Albergaria’s work has grown through a research based on the ideas of Nature – above all, following the concept of Nature that has been held since the end of the 18th century in the Western world. It may have been here that the gesture of pushing the limits of language, of idioms, of taxonomy in relation to objects came into being. The aim is to adjust the varied philosophical approaches of language to the artistic expression: in a polyptych like Trianon(2010-2020), each of the five elements is composed of a diptych; in turn, each of the two diptych components has six Pau-Marfim wooden plaques, with “inkjet prints on woollen paper”. The six plaques on the diptych’s left side comprise a tree image (in context, i.e., with evidence of a group of trees); those on the right side, which on the left margin accommodate the images’ continuation – transposing the boundary imposed by the plaque’s size and shape – include the common name and the Latin name in Lineu’s taxonomy (both on the main plaque), as well as a brief text (on the upper plaque) on the characteristics and human use of the wood extracted from each tree. But linguistic boundaries are combined here: for each of these trees, the text is written in a language (Pau Ferro – Portuguese; Araribá – Spanish; Pau Brasil – English; Jatobá – French; and Jequitibá – Portuguese). It is Portuguese (the Portuguese language) that sets taxonomic boundaries, positioned at the ends of the common composition and designation. But its core encompasses differences, cultures, and historical references that dilute identities first established by language.

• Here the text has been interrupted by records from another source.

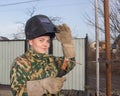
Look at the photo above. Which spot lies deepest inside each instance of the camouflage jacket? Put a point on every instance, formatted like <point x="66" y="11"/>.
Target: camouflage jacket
<point x="33" y="66"/>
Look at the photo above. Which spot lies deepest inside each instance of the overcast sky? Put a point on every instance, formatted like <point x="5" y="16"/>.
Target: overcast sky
<point x="72" y="12"/>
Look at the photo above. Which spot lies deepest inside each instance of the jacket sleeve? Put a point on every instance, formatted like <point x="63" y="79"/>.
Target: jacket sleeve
<point x="18" y="80"/>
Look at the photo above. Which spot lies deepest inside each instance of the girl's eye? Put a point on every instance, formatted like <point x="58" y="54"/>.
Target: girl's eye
<point x="48" y="41"/>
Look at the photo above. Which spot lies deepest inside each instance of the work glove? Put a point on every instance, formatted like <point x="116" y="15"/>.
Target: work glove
<point x="50" y="85"/>
<point x="63" y="35"/>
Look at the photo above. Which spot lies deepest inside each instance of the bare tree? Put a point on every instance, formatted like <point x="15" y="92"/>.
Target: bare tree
<point x="114" y="18"/>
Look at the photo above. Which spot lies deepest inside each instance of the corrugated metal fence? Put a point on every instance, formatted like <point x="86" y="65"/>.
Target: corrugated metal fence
<point x="9" y="50"/>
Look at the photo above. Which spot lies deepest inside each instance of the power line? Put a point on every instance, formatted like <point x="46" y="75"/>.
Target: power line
<point x="16" y="3"/>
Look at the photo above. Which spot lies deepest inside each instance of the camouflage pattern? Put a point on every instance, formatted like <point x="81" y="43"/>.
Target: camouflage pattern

This is one of the pieces where the clashes of Gabriela Albergaria’s work are most visible: natural elements versus those of a civilising nature. Those who show this conflict most crudely and immediately are the ones who, instead of implying Nature’s representation (as in the panels I mentioned above, or in sections of the Landscape in Repairseries, where watercolour or photography show in this exhibition a vision of the artist of Nature beyond) display elements of that Nature, always modified in their nature: be it an acacia fragmented and reassembled with screws and other metal objects, small vine trunks with prominent tops; the acrylic paint that points to small matchsticks about to be immolated (Onze Enxertos para Castas Alentejanas); or the trunk of an old eucalyptus, torn in two sections between which a “cedar beam” is wedged – there are intervals between the beam and each of the half-trunks, a transparent gap where the visitor’s gaze is invited to pass through and perceive the tree’s death and grandeur, emptiness and presence, finitude and infinity.
Nature abhors straight lines (an expression that Albergaria borrows from the 18th century English landscape architect William Kent) not only because its existence is based on the chaos of curves, edges, the intersection between matter, absence, language and interrogation, but because the straightness of lines (the lines) symbolises the border, the limit, the insurmountable: the unnatural.
Gabriela Albergaria’s exhibition Nature Abhors a Straight Line / A Natureza Detesta Linhas Retas, curated by Delfim Sardo, is open to the public at Palácio da Galeria in Tavira until October 8, 2022.